堅実にやってきたはずなのに、なんでだよ…年収700万円・57歳の会社員、妻の差し出した通帳に絶句。定年まであと3年、安泰の老後が揺らぐ「まさかの事態」【CFPの助言】
定年前に気づけたのは運がよかった
松田さんにとって貯蓄の少なさはショックだったかもしれませんが、何も知らないまま定年を迎えていたら、もっと深刻な事態になっていたかもしれません。
貯蓄が急務だと感じた松田さん夫婦は、まずは毎月貯められそうな貯金額を決め、生活費口座とは別の口座に貯めていくことにしました。2年後に松田さんが定年退職する際には、退職金として1,500万円程度受け取れる見込みです。
しかし、住宅ローンの返済などがあるため、それを含めても老後資金に足りるのか不安だった松田さんは、FP相談を利用することにしました。相談にあたり、ファイナンシャルプランナーは松田さん夫婦にこういいました。
「定年前に気づけたのはある意味ラッキーです。年金生活に突入するまでの期間で、まだ軌道修正可能です」
退職金・年金・支出などをもとに将来の収支をシミュレーションしたキャッシュフロー表で全体像を見える化したうえで、具体的な家計の見直し策を検討。松田さんはもともと想定していた65歳まで再雇用で働き、妻も漠然と60歳までと思っていたパートを65歳まで続けることにしました。

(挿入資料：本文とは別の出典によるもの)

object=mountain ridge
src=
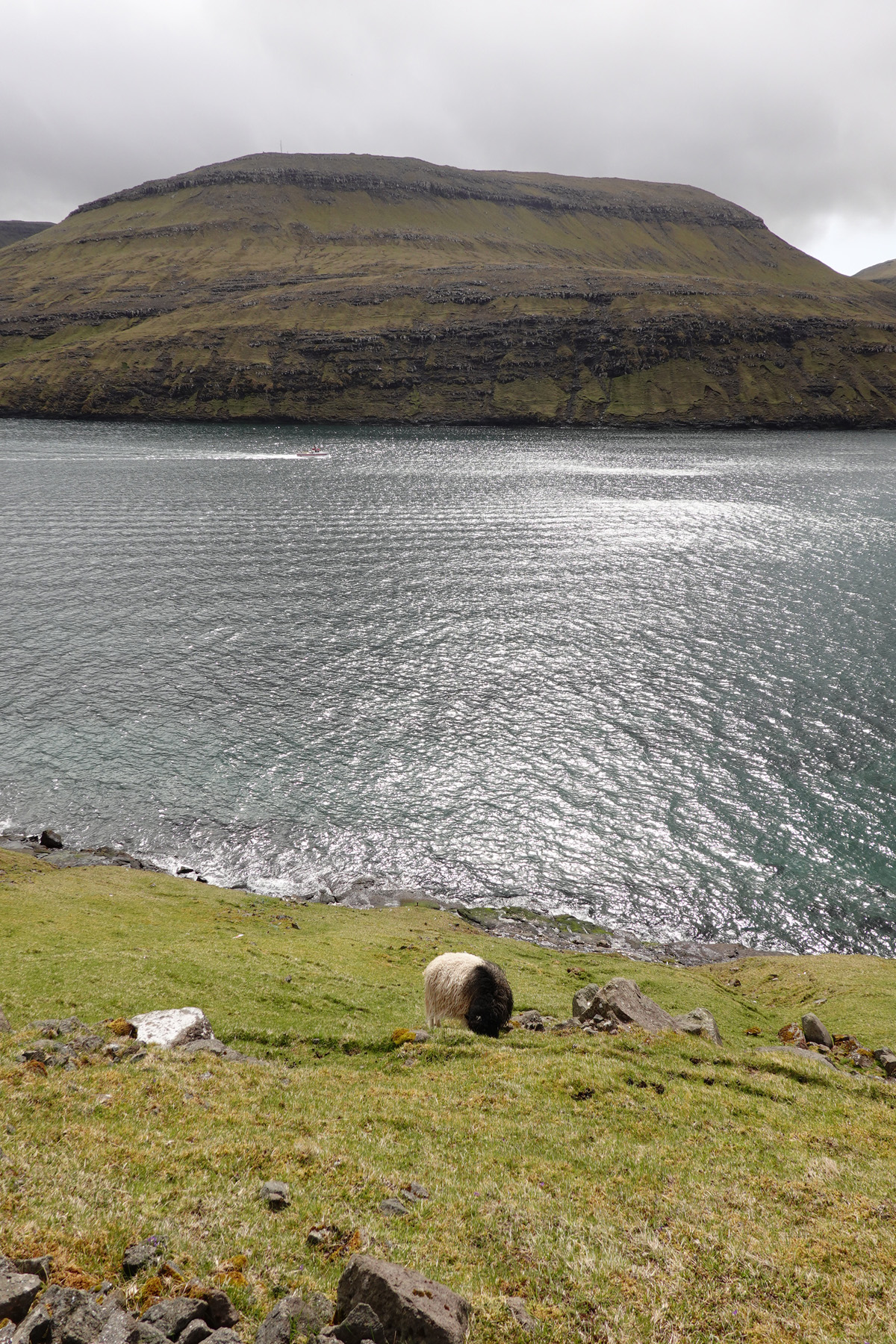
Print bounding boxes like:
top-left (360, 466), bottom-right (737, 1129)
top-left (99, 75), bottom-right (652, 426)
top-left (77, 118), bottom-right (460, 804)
top-left (0, 155), bottom-right (896, 426)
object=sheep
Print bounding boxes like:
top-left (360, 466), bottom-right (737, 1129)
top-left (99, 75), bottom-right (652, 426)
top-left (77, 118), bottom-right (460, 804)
top-left (423, 951), bottom-right (513, 1036)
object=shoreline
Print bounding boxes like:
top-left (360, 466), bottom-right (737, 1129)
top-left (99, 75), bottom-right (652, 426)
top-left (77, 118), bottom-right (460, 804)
top-left (0, 828), bottom-right (784, 966)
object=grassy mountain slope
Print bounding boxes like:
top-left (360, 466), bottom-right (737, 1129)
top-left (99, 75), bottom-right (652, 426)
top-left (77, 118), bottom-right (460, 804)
top-left (0, 850), bottom-right (896, 1344)
top-left (0, 155), bottom-right (896, 425)
top-left (0, 219), bottom-right (52, 247)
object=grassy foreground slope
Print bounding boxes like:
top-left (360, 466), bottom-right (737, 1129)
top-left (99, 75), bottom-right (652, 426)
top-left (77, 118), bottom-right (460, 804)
top-left (0, 850), bottom-right (896, 1341)
top-left (0, 155), bottom-right (896, 425)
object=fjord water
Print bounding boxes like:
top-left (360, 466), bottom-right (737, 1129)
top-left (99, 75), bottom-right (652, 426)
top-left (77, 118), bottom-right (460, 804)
top-left (0, 420), bottom-right (896, 956)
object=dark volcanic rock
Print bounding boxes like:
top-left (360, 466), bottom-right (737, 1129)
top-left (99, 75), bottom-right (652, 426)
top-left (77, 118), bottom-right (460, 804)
top-left (140, 1297), bottom-right (208, 1340)
top-left (0, 1270), bottom-right (42, 1325)
top-left (336, 1255), bottom-right (470, 1344)
top-left (197, 1287), bottom-right (239, 1331)
top-left (799, 1012), bottom-right (834, 1050)
top-left (121, 1236), bottom-right (164, 1278)
top-left (255, 1293), bottom-right (333, 1344)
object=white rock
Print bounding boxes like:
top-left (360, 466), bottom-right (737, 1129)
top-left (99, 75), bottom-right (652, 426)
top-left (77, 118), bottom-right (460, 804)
top-left (129, 1008), bottom-right (214, 1050)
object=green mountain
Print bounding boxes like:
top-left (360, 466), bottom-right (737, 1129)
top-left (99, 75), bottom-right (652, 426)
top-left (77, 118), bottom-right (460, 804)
top-left (0, 219), bottom-right (52, 247)
top-left (0, 155), bottom-right (896, 425)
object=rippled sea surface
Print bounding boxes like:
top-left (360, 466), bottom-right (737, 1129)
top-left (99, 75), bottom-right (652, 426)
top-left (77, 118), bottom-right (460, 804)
top-left (0, 420), bottom-right (896, 956)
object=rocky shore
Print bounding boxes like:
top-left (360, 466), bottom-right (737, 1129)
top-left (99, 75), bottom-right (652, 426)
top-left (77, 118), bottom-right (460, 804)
top-left (0, 828), bottom-right (787, 966)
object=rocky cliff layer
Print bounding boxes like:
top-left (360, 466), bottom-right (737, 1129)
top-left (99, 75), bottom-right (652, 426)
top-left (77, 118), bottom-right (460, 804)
top-left (0, 155), bottom-right (896, 425)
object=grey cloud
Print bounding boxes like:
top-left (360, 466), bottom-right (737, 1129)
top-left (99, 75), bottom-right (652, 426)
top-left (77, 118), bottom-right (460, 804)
top-left (0, 0), bottom-right (896, 269)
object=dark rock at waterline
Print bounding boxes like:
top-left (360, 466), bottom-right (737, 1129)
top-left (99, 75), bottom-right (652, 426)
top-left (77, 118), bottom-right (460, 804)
top-left (799, 1012), bottom-right (834, 1050)
top-left (336, 1255), bottom-right (471, 1344)
top-left (255, 1293), bottom-right (333, 1344)
top-left (0, 1270), bottom-right (43, 1325)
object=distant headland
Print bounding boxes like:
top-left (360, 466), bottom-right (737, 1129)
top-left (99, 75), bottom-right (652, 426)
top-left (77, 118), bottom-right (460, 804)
top-left (0, 153), bottom-right (896, 427)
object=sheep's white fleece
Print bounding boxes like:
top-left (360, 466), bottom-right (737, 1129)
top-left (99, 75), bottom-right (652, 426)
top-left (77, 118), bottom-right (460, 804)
top-left (423, 951), bottom-right (485, 1027)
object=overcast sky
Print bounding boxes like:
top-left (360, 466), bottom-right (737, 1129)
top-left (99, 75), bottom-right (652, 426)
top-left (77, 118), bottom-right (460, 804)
top-left (0, 0), bottom-right (896, 273)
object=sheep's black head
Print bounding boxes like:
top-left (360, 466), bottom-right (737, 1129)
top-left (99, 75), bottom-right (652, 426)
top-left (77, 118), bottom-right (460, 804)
top-left (466, 961), bottom-right (513, 1036)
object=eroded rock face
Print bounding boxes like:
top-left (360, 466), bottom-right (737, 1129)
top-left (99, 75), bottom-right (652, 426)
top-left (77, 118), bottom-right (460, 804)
top-left (672, 1008), bottom-right (723, 1045)
top-left (129, 1008), bottom-right (214, 1050)
top-left (336, 1255), bottom-right (470, 1344)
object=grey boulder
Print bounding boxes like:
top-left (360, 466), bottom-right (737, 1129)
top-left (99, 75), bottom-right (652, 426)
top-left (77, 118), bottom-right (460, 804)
top-left (121, 1236), bottom-right (164, 1278)
top-left (0, 1270), bottom-right (43, 1325)
top-left (572, 985), bottom-right (600, 1021)
top-left (672, 1008), bottom-right (721, 1045)
top-left (587, 976), bottom-right (676, 1032)
top-left (255, 1293), bottom-right (333, 1344)
top-left (40, 1284), bottom-right (109, 1344)
top-left (199, 1287), bottom-right (239, 1331)
top-left (318, 1302), bottom-right (385, 1344)
top-left (140, 1297), bottom-right (208, 1340)
top-left (258, 1180), bottom-right (289, 1210)
top-left (799, 1012), bottom-right (834, 1050)
top-left (336, 1255), bottom-right (470, 1344)
top-left (128, 1008), bottom-right (214, 1050)
top-left (874, 1050), bottom-right (896, 1078)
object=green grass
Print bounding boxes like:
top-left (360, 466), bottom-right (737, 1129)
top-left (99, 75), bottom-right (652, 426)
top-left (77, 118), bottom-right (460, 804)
top-left (0, 850), bottom-right (896, 1344)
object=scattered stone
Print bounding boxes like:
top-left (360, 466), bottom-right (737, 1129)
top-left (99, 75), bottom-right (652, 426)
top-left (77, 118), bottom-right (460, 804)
top-left (800, 1012), bottom-right (834, 1050)
top-left (572, 985), bottom-right (600, 1021)
top-left (40, 1284), bottom-right (106, 1344)
top-left (336, 1255), bottom-right (470, 1344)
top-left (129, 1008), bottom-right (214, 1050)
top-left (399, 1180), bottom-right (430, 1204)
top-left (0, 1270), bottom-right (43, 1325)
top-left (97, 1304), bottom-right (138, 1344)
top-left (380, 1199), bottom-right (411, 1218)
top-left (756, 1045), bottom-right (836, 1068)
top-left (672, 1008), bottom-right (723, 1045)
top-left (318, 1302), bottom-right (385, 1344)
top-left (259, 1180), bottom-right (289, 1210)
top-left (197, 1287), bottom-right (239, 1331)
top-left (12, 1304), bottom-right (52, 1344)
top-left (177, 1317), bottom-right (212, 1344)
top-left (874, 1050), bottom-right (896, 1078)
top-left (255, 1293), bottom-right (333, 1344)
top-left (504, 1297), bottom-right (538, 1334)
top-left (137, 1321), bottom-right (167, 1344)
top-left (778, 1021), bottom-right (806, 1050)
top-left (572, 976), bottom-right (677, 1032)
top-left (140, 1297), bottom-right (208, 1340)
top-left (10, 1255), bottom-right (52, 1284)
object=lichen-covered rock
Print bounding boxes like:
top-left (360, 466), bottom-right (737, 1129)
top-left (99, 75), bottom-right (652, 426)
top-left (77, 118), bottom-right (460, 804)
top-left (672, 1008), bottom-right (721, 1045)
top-left (336, 1255), bottom-right (470, 1344)
top-left (128, 1008), bottom-right (214, 1050)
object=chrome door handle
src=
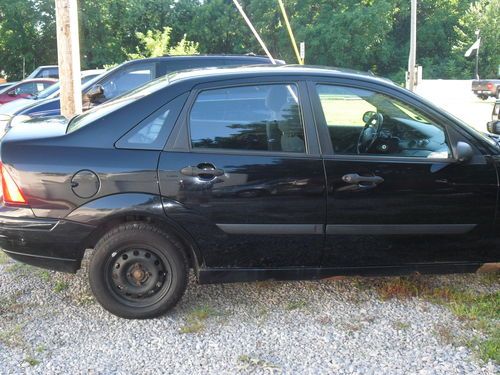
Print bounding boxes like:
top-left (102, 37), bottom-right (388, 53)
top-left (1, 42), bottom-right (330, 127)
top-left (342, 173), bottom-right (384, 185)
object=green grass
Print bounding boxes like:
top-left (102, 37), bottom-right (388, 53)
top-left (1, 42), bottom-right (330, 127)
top-left (54, 280), bottom-right (69, 293)
top-left (179, 306), bottom-right (219, 334)
top-left (0, 250), bottom-right (9, 264)
top-left (0, 291), bottom-right (26, 317)
top-left (24, 356), bottom-right (40, 367)
top-left (38, 270), bottom-right (52, 283)
top-left (285, 300), bottom-right (307, 311)
top-left (376, 274), bottom-right (500, 363)
top-left (0, 324), bottom-right (25, 347)
top-left (238, 354), bottom-right (279, 374)
top-left (393, 321), bottom-right (411, 331)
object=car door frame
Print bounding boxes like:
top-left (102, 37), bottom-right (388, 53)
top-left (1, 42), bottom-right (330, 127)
top-left (307, 77), bottom-right (494, 164)
top-left (164, 76), bottom-right (321, 158)
top-left (307, 77), bottom-right (498, 274)
top-left (163, 75), bottom-right (326, 283)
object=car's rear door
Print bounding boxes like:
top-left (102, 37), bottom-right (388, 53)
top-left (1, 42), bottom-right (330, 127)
top-left (309, 80), bottom-right (498, 267)
top-left (159, 79), bottom-right (326, 268)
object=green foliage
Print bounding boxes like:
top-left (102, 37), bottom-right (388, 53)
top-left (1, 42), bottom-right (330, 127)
top-left (0, 0), bottom-right (500, 83)
top-left (127, 27), bottom-right (199, 59)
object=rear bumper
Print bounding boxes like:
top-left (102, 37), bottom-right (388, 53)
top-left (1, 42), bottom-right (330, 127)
top-left (0, 216), bottom-right (95, 272)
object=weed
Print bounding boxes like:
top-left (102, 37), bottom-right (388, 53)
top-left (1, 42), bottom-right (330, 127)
top-left (317, 315), bottom-right (332, 326)
top-left (0, 250), bottom-right (9, 264)
top-left (376, 274), bottom-right (500, 362)
top-left (238, 354), bottom-right (281, 373)
top-left (24, 356), bottom-right (40, 367)
top-left (285, 300), bottom-right (307, 311)
top-left (393, 321), bottom-right (411, 331)
top-left (0, 324), bottom-right (24, 347)
top-left (179, 320), bottom-right (205, 333)
top-left (5, 262), bottom-right (34, 276)
top-left (434, 324), bottom-right (456, 345)
top-left (54, 280), bottom-right (69, 293)
top-left (179, 306), bottom-right (218, 333)
top-left (73, 292), bottom-right (94, 306)
top-left (0, 291), bottom-right (26, 316)
top-left (38, 270), bottom-right (51, 283)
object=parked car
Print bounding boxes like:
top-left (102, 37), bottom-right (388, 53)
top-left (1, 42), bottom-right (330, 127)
top-left (6, 55), bottom-right (284, 128)
top-left (0, 66), bottom-right (500, 318)
top-left (472, 79), bottom-right (500, 100)
top-left (0, 82), bottom-right (17, 91)
top-left (0, 78), bottom-right (57, 104)
top-left (0, 69), bottom-right (106, 125)
top-left (27, 65), bottom-right (59, 79)
top-left (486, 99), bottom-right (500, 135)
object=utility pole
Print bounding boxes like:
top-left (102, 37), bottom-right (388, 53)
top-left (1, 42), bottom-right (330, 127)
top-left (475, 30), bottom-right (481, 80)
top-left (55, 0), bottom-right (82, 118)
top-left (408, 0), bottom-right (417, 91)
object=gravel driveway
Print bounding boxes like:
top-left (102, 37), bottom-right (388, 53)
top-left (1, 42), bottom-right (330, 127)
top-left (0, 254), bottom-right (500, 375)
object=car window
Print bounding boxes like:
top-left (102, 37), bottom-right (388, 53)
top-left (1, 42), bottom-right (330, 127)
top-left (116, 94), bottom-right (187, 150)
top-left (189, 84), bottom-right (305, 153)
top-left (316, 85), bottom-right (451, 159)
top-left (97, 63), bottom-right (155, 101)
top-left (47, 68), bottom-right (59, 78)
top-left (15, 82), bottom-right (37, 95)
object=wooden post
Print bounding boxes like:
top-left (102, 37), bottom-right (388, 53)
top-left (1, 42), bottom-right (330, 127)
top-left (55, 0), bottom-right (82, 118)
top-left (408, 0), bottom-right (417, 91)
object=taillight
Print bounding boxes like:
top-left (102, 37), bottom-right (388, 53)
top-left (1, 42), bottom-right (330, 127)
top-left (0, 163), bottom-right (27, 204)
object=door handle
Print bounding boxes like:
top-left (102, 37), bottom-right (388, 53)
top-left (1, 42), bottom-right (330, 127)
top-left (342, 173), bottom-right (384, 185)
top-left (181, 163), bottom-right (224, 180)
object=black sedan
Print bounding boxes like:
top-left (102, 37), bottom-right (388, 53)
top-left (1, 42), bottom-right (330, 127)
top-left (0, 66), bottom-right (500, 318)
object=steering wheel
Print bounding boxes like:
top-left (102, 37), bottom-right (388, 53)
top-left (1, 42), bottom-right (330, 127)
top-left (357, 112), bottom-right (384, 154)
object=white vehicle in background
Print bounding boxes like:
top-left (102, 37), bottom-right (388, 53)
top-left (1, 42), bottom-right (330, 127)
top-left (0, 69), bottom-right (106, 120)
top-left (26, 65), bottom-right (59, 79)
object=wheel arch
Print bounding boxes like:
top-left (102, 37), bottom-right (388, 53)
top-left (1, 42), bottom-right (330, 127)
top-left (85, 210), bottom-right (204, 272)
top-left (65, 193), bottom-right (205, 271)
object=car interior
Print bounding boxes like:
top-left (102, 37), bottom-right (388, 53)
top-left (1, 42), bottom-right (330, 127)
top-left (318, 85), bottom-right (450, 159)
top-left (190, 85), bottom-right (305, 153)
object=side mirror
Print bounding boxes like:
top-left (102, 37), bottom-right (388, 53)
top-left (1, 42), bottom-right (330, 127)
top-left (457, 141), bottom-right (474, 163)
top-left (491, 100), bottom-right (500, 121)
top-left (363, 111), bottom-right (377, 124)
top-left (87, 85), bottom-right (104, 101)
top-left (486, 120), bottom-right (500, 134)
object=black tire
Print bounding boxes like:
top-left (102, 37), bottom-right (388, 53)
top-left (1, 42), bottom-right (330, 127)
top-left (89, 222), bottom-right (189, 319)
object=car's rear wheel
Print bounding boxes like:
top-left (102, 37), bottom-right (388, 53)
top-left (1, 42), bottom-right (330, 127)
top-left (89, 223), bottom-right (188, 319)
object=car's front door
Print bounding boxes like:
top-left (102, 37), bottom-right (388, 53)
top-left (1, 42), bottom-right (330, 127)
top-left (159, 80), bottom-right (326, 268)
top-left (309, 82), bottom-right (498, 267)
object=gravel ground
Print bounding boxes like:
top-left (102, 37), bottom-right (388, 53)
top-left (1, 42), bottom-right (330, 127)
top-left (0, 253), bottom-right (500, 375)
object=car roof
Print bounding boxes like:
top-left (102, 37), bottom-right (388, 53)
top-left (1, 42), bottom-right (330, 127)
top-left (118, 54), bottom-right (285, 66)
top-left (16, 78), bottom-right (58, 84)
top-left (168, 65), bottom-right (394, 85)
top-left (80, 69), bottom-right (106, 77)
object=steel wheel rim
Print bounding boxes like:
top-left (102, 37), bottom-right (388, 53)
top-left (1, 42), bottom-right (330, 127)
top-left (105, 245), bottom-right (172, 308)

また、しばらく見直しをしていなかった保険についても、子どもが独立したことで現状に合った保障内容に適正化し、支出を削減しました。
こうした支出の見直しだけでは安心して暮らせる老後資金には不足しているため、資産運用による対策も取り入れることに。毎月の貯金を予定していた分と、支出の見直しにより浮いた分を合わせ、iDeCoとNISAで積立を始めました。
これまで資産運用経験がなかった松田さん夫妻。これから退職金を受け取るタイミングを迎えますが、定年前から資産運用をスタートできたのも、いいタイミングでした。
突然まとまった資金を手にして、知識・経験がないまま投資をすると、失敗するリスクが高まるからです。金融機関で薦められた商品に冷静な判断ができないまま投資をしてしまうというケースは少なくありません。少額からでも資産運用を始めることで、知識と経験を積み重ねていくことができます。